In Malaysia, roller coaster rides like these were unheard of. So I made my way across the pond to America in pursuit of Geoscience B.S. and began building tracks towards what seems like an academic career in Earth Science. I started in geophysics by studying hurricanes signatures in seismogram. Then, a few ice quakes fantasies, rejected visas and Geodynamo reversals later, the tracks got switched and I found myself working on explosive, high Mach number Volcanic eruptions. In a few years, the roller coaster had a mind of its own, like the Luggage in Discworld upset at not being asked its opinions on where to go, corrected itself and threw me into the other end of the spectrum of Earth’s motions: Geological flows.
Now, here I am, an almost veteran on paving the tracks, applying fluid dynamics to understand Earth’s long term evolution. I use The Transparent Finite Element Rapid Model Assembler (TerraFERMA) that relies on the FEniCS library. FEniCS has made this roller coaster ride much smoother – making each PDE readable in variational form at a time. I also met an incredible community that makes this ride absolutely thrilling, yet safe as I co-organized the FEniCS conference in 2019, where FEniCS-X was announced with much anticipation.
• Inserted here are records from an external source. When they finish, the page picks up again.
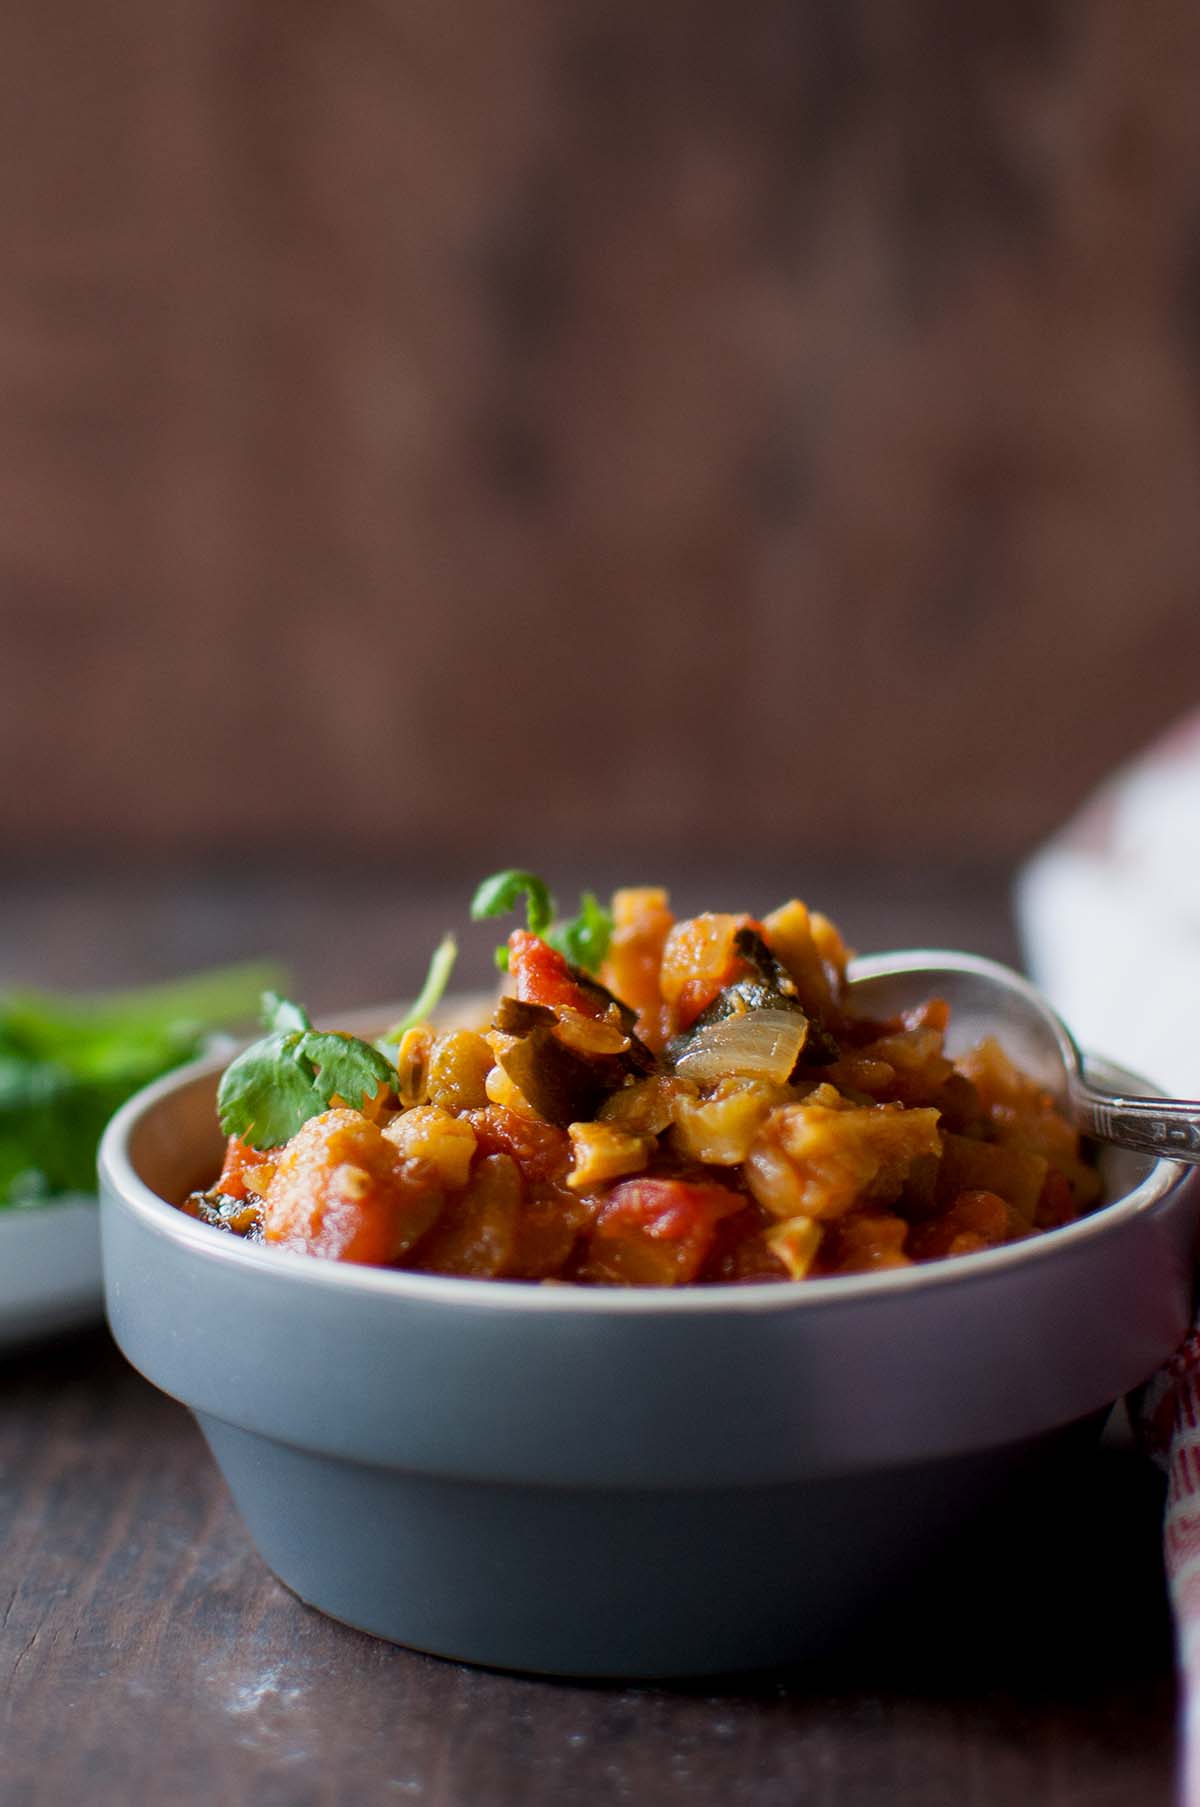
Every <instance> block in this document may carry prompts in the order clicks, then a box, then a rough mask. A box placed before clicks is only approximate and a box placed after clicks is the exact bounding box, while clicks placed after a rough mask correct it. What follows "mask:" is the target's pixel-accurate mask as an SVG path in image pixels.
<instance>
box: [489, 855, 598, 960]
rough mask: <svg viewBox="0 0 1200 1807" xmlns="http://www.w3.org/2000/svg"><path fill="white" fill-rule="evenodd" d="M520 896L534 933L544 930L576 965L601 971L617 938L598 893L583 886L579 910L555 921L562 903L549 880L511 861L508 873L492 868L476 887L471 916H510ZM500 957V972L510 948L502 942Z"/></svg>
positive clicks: (497, 954)
mask: <svg viewBox="0 0 1200 1807" xmlns="http://www.w3.org/2000/svg"><path fill="white" fill-rule="evenodd" d="M520 898H524V900H526V927H528V931H530V934H540V936H542V940H544V941H549V945H551V947H555V949H558V952H560V954H566V958H567V960H569V961H571V965H575V967H582V969H584V970H586V972H598V970H600V963H602V960H604V956H605V954H607V950H609V941H611V940H613V918H611V914H609V913H607V911H605V907H604V905H602V903H600V902H598V900H596V896H595V893H591V891H584V893H582V896H580V909H578V916H573V918H571V920H569V922H562V923H555V914H557V905H555V900H553V896H551V894H549V889H548V887H546V884H544V882H542V880H540V878H537V876H535V875H533V873H522V871H517V869H515V867H511V869H510V871H506V873H493V875H492V878H484V882H483V884H481V885H479V889H477V891H475V896H473V898H472V922H483V920H484V916H506V914H508V911H510V909H517V905H519V902H520ZM495 963H497V967H499V969H501V972H506V970H508V949H506V947H502V945H501V947H497V950H495Z"/></svg>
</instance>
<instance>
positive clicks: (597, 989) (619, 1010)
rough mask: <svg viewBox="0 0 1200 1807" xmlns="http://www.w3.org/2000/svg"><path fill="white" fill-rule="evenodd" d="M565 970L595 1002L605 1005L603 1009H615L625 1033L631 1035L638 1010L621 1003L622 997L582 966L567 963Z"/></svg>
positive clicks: (608, 1009) (612, 1009)
mask: <svg viewBox="0 0 1200 1807" xmlns="http://www.w3.org/2000/svg"><path fill="white" fill-rule="evenodd" d="M567 970H569V972H571V978H573V979H575V983H577V985H578V988H580V990H584V992H587V994H589V996H591V997H595V999H596V1003H600V1005H604V1006H605V1010H616V1014H618V1016H620V1023H622V1028H623V1030H625V1034H627V1035H631V1034H633V1030H634V1025H636V1021H638V1012H636V1010H631V1008H629V1005H627V1003H622V999H620V997H618V996H616V994H614V992H611V990H609V988H607V985H602V983H600V979H596V978H593V974H591V972H586V970H584V967H571V965H569V963H567Z"/></svg>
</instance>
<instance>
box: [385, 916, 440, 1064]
mask: <svg viewBox="0 0 1200 1807" xmlns="http://www.w3.org/2000/svg"><path fill="white" fill-rule="evenodd" d="M457 958H459V943H457V941H455V940H454V936H452V934H443V938H441V941H439V943H437V947H436V949H434V958H432V960H430V963H428V972H427V974H425V985H423V987H421V992H419V996H417V1001H416V1003H414V1005H412V1006H410V1008H408V1010H405V1014H403V1016H401V1019H399V1023H394V1025H392V1026H390V1030H389V1032H387V1035H381V1037H380V1048H387V1046H392V1044H394V1043H398V1041H399V1037H401V1035H403V1034H405V1030H408V1028H412V1026H414V1023H425V1021H427V1019H428V1017H432V1014H434V1010H436V1008H437V1005H439V1003H441V997H443V992H445V990H446V985H448V983H450V974H452V972H454V961H455V960H457Z"/></svg>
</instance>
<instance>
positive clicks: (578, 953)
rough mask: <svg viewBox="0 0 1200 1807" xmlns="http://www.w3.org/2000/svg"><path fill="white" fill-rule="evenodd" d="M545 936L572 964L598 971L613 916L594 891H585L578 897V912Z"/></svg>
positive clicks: (612, 936) (603, 956)
mask: <svg viewBox="0 0 1200 1807" xmlns="http://www.w3.org/2000/svg"><path fill="white" fill-rule="evenodd" d="M546 940H548V941H549V945H551V947H557V949H558V952H560V954H566V958H567V960H569V961H571V965H573V967H582V969H584V972H598V970H600V967H602V963H604V956H605V954H607V950H609V941H611V940H613V916H611V913H609V911H607V909H605V907H604V903H600V900H598V898H596V894H595V891H584V893H582V894H580V900H578V916H573V918H571V922H562V923H558V927H557V929H551V931H549V932H548V934H546Z"/></svg>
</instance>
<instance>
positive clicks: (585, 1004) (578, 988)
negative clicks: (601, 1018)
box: [508, 929, 605, 1017]
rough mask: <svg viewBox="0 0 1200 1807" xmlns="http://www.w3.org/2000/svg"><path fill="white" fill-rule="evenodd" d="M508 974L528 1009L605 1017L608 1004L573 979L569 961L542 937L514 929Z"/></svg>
mask: <svg viewBox="0 0 1200 1807" xmlns="http://www.w3.org/2000/svg"><path fill="white" fill-rule="evenodd" d="M508 970H510V972H511V976H513V988H515V994H517V997H519V999H520V1001H522V1003H524V1005H546V1006H548V1008H549V1010H578V1012H580V1016H589V1017H598V1016H604V1010H605V1005H604V1001H602V999H600V997H596V994H595V992H589V990H587V988H586V987H582V985H580V983H578V981H577V979H573V978H571V967H569V965H567V961H566V958H564V956H562V954H560V952H558V950H557V949H555V947H551V945H549V941H542V938H540V934H530V931H528V929H513V932H511V934H510V938H508Z"/></svg>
I look forward to engage more in the FEniCS community and defining more variational forms as I build tracks that are reproducible, back-compatible and modular.
Kei Yamamoto 🇯🇵
I grew up in Tokyo, Japan, and now study fluid mechanics at the University of Oslo in Norway. Fortunately, I have been able to follow what seems fun and interesting to me. At first, it was a Physics lecture in high school that made me want to study Science at University. The fact that simple mathematical modelling can describe natural phenomena amazed me. After some important encounters in Norway when I was an exchange student during my bachelor’s, I moved to Norway again to pursue an MSc degree in Oslo. I hope to continue researching as a PhD student in the future.
An encounter with FEniCS was the lecture given by my current supervisor and it was introduced as a tool to solve fluid flow problems numerically. One beauty of FEniCS is that it is up to the users how deep one needs to go to use it. This simple yet powerful protocol of FEniCS attracted me along with its rich documentation.
Now I use FEniCS for my MSc thesis project, where I try to investigate the flow instability related to aneurysm hoping to give insight into the mechanisms of its initiation and growth.
Part of my daily routine is to check the FEniCS Discourse forum. The wonderful thing about having this rich community is that I can see a huge variety of applications of FEniCS, beyond my imagination. I have some plans to teach FEniCS as teaching assistance in the near future and I am already excited to see how students will use FEniCS.
I believe FEniCS has a great community and I am pleased to be one of the members to contribute in any way.